AI basics – RAG systems

A «Bare minimum» article on retrieval-augmented generation: how to ground a language model in external documents and up-to-date knowledge.

What RAG is

Retrieval-Augmented Generation means the model answers not only from weights learned at training time but also from fragments retrieved from an external store.

The LLM-only issue: knowledge is largely static after training — the model does not automatically learn what happened next, does not self-update, and reflects the world as of the training cutoff. That is weak for fresh facts, internal playbooks, or a personal paper library.

RAG is the technology of wiring external sources into the generation step.
It mitigates stale knowledge by pulling relevant chunks from a current corpus.
The model is augmented with document context, not just pre-trained parameters.

RAG does not eliminate hallucinations, but it grounds answers in retrievable snippets that humans (or rules) can verify more easily.

Stages of a RAG pipeline

Think of two phases: offline indexing and the online user query.

Ingestion and chunking.
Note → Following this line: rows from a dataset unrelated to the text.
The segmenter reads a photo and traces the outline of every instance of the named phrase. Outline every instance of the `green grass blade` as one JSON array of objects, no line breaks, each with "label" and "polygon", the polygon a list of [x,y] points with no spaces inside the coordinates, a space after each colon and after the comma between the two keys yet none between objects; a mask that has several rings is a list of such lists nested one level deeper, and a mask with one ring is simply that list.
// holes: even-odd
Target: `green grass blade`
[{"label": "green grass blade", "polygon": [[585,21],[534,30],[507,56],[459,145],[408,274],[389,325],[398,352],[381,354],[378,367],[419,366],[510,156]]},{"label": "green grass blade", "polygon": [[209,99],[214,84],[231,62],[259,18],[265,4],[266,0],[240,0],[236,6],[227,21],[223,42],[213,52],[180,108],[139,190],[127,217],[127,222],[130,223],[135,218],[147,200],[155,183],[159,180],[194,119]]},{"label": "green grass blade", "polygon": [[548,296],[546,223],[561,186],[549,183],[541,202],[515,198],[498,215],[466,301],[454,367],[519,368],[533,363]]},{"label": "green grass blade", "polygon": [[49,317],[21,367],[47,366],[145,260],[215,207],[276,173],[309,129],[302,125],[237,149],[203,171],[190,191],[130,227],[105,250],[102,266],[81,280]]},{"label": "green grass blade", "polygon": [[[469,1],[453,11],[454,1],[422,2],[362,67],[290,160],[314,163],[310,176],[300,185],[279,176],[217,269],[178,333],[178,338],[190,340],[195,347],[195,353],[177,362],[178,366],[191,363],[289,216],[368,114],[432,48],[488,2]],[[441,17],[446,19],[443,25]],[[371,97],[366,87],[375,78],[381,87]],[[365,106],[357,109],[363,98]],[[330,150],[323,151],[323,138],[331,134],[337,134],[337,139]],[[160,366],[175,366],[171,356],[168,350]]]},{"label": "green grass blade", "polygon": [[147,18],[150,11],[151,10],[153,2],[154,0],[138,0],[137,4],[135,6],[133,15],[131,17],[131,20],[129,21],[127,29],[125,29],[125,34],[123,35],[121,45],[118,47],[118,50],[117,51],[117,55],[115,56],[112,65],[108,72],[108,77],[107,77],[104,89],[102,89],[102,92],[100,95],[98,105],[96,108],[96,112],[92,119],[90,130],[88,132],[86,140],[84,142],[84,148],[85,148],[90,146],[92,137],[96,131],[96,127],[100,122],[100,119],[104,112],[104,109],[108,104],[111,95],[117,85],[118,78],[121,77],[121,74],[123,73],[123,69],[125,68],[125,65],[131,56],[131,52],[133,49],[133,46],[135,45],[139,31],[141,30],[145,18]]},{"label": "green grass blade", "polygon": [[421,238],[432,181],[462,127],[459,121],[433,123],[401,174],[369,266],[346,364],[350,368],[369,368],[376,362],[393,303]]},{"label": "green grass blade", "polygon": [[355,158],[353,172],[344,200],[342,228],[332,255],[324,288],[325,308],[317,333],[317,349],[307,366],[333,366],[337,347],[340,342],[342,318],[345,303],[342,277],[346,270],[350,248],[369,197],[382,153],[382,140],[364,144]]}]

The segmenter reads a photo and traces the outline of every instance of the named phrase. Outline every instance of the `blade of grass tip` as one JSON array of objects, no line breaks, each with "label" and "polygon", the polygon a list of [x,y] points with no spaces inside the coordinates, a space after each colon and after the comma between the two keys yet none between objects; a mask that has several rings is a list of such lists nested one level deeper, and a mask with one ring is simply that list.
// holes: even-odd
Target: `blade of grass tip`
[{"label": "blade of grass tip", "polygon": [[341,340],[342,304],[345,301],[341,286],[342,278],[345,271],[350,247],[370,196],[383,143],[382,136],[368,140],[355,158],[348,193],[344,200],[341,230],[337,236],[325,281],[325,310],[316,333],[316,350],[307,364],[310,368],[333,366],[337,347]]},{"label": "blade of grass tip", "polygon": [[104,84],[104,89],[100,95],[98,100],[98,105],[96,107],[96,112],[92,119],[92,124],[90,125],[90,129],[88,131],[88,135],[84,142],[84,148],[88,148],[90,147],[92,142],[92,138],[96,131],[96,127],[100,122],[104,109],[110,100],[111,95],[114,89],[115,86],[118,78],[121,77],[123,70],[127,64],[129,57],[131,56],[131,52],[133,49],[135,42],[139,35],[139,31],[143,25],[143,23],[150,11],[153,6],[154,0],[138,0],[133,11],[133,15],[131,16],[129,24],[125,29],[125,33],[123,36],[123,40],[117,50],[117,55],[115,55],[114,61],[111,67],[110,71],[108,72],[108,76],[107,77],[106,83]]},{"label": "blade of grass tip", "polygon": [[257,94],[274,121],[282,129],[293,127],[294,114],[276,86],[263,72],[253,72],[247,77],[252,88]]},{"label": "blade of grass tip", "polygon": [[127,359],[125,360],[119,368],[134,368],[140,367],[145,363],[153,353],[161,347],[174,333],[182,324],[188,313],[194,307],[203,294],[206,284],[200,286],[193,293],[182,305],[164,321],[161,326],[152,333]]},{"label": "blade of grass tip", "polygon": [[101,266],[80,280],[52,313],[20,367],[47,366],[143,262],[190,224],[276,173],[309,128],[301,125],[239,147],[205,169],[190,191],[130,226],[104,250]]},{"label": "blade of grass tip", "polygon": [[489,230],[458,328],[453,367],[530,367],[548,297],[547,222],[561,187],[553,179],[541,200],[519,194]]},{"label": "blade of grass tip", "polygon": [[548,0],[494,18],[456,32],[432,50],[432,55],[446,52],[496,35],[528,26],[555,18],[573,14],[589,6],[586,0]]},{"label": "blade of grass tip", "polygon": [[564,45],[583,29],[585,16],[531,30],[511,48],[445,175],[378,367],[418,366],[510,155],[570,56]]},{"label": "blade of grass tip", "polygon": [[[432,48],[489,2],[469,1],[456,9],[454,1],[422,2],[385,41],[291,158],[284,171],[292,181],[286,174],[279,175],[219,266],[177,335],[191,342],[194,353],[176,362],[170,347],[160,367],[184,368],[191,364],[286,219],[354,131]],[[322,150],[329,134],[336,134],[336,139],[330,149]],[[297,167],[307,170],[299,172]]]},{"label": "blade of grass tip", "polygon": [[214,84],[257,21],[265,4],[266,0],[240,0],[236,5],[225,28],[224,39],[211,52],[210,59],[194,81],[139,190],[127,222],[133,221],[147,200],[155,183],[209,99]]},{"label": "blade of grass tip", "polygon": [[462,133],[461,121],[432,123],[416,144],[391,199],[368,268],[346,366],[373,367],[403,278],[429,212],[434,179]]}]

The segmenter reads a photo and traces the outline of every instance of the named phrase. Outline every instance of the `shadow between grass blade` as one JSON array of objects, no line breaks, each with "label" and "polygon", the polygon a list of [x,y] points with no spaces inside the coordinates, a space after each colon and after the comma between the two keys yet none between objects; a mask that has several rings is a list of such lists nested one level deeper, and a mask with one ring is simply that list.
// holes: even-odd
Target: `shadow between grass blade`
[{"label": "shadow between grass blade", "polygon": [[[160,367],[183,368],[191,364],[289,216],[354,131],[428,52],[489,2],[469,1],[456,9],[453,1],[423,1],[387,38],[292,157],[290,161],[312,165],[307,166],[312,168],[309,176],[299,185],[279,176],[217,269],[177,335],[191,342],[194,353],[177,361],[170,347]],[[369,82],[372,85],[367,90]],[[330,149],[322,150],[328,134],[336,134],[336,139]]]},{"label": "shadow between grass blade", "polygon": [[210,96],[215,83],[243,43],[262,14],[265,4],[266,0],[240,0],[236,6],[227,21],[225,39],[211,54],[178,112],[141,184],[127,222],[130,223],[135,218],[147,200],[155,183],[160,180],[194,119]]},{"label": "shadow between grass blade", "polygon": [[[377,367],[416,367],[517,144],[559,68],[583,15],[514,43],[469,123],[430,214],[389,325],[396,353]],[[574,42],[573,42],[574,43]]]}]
Documents enter the system and are split into pieces sized for the index and the context window.
Vector index build. Each chunk gets an embedding; similarity search finds chunks “close” to the query in meaning.
Retrieval. For a user question, the system selects the most relevant chunks from the index.
Generation. Those chunks are placed in the prompt (with instructions and the question), and the LLM produces an answer conditioned on that context.

Concrete choices (embeddings, vector DB, how many chunks to inject) strongly affect quality, but the pattern retrieve → inject → generate stays the same.

Chunking

Chunking splits documents into smaller segments. Those segments are the basic units of indexing and search — what you embed and what you pass to the model.

The LLM sees fragments, not whole documents at once — full docs rarely fit the window, and search needs granular matches.
Chunk quality drives whether facts are reachable: split a coherent block in the wrong place and retrieval may miss it; make chunks huge and noise dilutes the signal.

In practice people tune chunk size, overlap between neighbors, and sometimes structure-aware splits (headings, paragraphs) instead of fixed character counts only.

Types of RAG systems

People loosely contrast “naive” and “advanced” pipelines — the boundary is fuzzy, but the labels help navigate complexity.

Naive RAG: query → nearest-chunk search → chunks go straight into the model without extra processing. Easy to ship; quality hinges on corpus, chunks, and embeddings.
Advanced RAG: adds steps around retrieval and generation: query rewriting or expansion, reranking with a cross-encoder or another model, deduplication of overlapping hits, sometimes metadata filters. Goal: sharper, cleaner context for the LLM.

For coursework or a research prototype, naive RAG is a common start; you add sophistication where you see failure modes like wrong paragraph, duplicates, or vocabulary mismatch between query and docs.

Who uses it

Teams adopt RAG when answers must be grounded in a chosen document set — internal, customer-facing, or personal — rather than only in the model’s training-time knowledge.

Enterprises. Knowledge bases, policies, support playbooks: employees or customers ask questions, the system retrieves relevant snippets, and the model answers with reference to up-to-date org text.
Developers and product teams. Assistants over docs, wikis, tickets: less guessing about APIs from the open web — a controlled corpus sets the boundary.
Education and research. Working with a curated stack of papers, notes, and PDFs: ask questions over course materials or a literature review without replacing source checks.
Regulated or expert domains. Legal, clinical, finance, and similar settings where tying answers to company or regulatory text matters — always with human verification and data-access policies.